Pursuant to C.C.P. §1281.4, if an application has been made to a court involving order to arbitrate a controversy and such application is undetermined, the court where the application is pending shall, upon motion of a party to the action, stay the action until the application for an order to arbitrate is determined.  (C.C.P. §1281.4.)

Accordingly, this case is stayed pending arbitration.

 

D.   Conclusion

Defendant’s motion to compel arbitration is granted. 

The case is stayed pending arbitration. The Court sets a non-appearance case review for April 20, 2026, at 8:30 a.m.  The parties are directed to submit a joint statement five calendar days in advance, apprising the Court of the status of the arbitration.

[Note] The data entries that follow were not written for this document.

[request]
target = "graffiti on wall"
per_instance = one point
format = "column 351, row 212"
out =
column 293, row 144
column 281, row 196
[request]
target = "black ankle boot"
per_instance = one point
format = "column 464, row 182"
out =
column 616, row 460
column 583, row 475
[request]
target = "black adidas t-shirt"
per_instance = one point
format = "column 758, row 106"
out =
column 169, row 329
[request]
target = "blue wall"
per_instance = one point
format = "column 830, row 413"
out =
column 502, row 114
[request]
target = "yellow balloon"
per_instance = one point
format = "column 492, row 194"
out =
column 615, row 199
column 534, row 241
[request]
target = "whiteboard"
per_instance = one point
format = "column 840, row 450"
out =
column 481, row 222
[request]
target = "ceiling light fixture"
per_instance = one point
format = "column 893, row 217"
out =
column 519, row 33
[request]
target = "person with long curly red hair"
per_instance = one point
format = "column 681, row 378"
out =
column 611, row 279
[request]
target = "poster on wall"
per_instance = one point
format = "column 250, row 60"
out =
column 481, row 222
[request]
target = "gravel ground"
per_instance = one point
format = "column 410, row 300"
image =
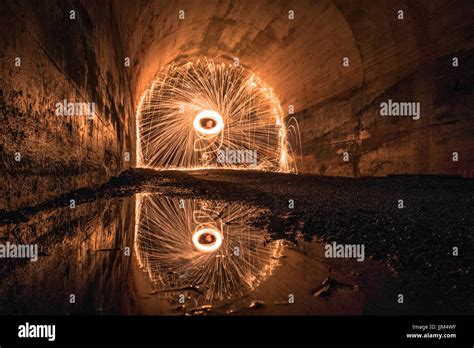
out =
column 416, row 241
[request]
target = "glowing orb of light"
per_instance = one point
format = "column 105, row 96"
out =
column 208, row 122
column 207, row 239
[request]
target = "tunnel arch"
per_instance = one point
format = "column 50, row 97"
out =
column 203, row 114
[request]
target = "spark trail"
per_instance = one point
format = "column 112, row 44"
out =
column 198, row 244
column 193, row 110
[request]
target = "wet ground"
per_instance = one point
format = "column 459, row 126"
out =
column 128, row 248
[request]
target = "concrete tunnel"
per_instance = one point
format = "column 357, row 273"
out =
column 395, row 187
column 336, row 106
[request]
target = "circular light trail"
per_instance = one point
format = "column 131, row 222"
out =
column 207, row 239
column 208, row 122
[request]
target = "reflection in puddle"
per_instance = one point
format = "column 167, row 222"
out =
column 152, row 254
column 205, row 248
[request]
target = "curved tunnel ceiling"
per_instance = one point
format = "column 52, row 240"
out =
column 300, row 58
column 260, row 34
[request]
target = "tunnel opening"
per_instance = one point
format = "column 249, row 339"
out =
column 202, row 114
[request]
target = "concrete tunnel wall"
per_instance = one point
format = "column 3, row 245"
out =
column 337, row 107
column 61, row 58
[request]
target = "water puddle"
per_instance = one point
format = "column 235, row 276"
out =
column 153, row 254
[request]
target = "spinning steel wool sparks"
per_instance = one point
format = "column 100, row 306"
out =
column 192, row 111
column 195, row 244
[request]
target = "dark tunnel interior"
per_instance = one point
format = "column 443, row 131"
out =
column 356, row 119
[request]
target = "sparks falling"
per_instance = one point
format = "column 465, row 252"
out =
column 193, row 110
column 205, row 247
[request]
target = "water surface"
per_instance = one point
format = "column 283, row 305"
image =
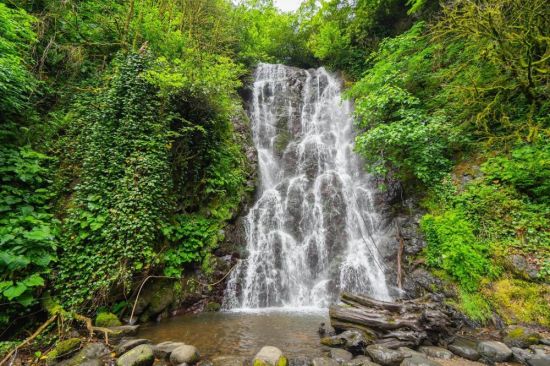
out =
column 243, row 333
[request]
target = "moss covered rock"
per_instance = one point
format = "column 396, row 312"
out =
column 107, row 320
column 63, row 349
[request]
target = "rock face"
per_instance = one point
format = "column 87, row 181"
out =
column 184, row 355
column 466, row 348
column 351, row 340
column 127, row 345
column 163, row 350
column 436, row 352
column 385, row 356
column 340, row 355
column 419, row 361
column 139, row 356
column 324, row 361
column 270, row 356
column 494, row 351
column 229, row 361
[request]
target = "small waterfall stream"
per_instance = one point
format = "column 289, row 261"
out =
column 314, row 229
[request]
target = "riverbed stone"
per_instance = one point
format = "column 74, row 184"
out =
column 465, row 348
column 324, row 361
column 184, row 354
column 494, row 351
column 163, row 350
column 127, row 344
column 384, row 355
column 416, row 360
column 270, row 356
column 436, row 352
column 351, row 340
column 229, row 361
column 340, row 355
column 141, row 355
column 520, row 337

Moving Party to give notice.

 

 

Dated:  April _____, 2025

                                                                            


Hon. Daniel M. Crowley

Judge of the Superior Court

 

 



[1] The Court notes Defendant reserved the instant motion in the Court Reservation System (“CRS”) as a “Motion to Compel (name extension)”.  A Motion to Compel Arbitration is not a subset of a Motion to Compel Discovery, which is what Defendant’s reserved hearing slot is intended to address.  The CRS has a separate option to reserve a Motion to Compel Arbitration; by attempting to convert a hearing for a discovery motion into a hearing on a motion to compel arbitration, Defendant impermissibly scheduled an earlier hearing date than what was available on the Court’s calendar.  Defendant is directed to refrain from future attempts to game this Court’s hearing schedule.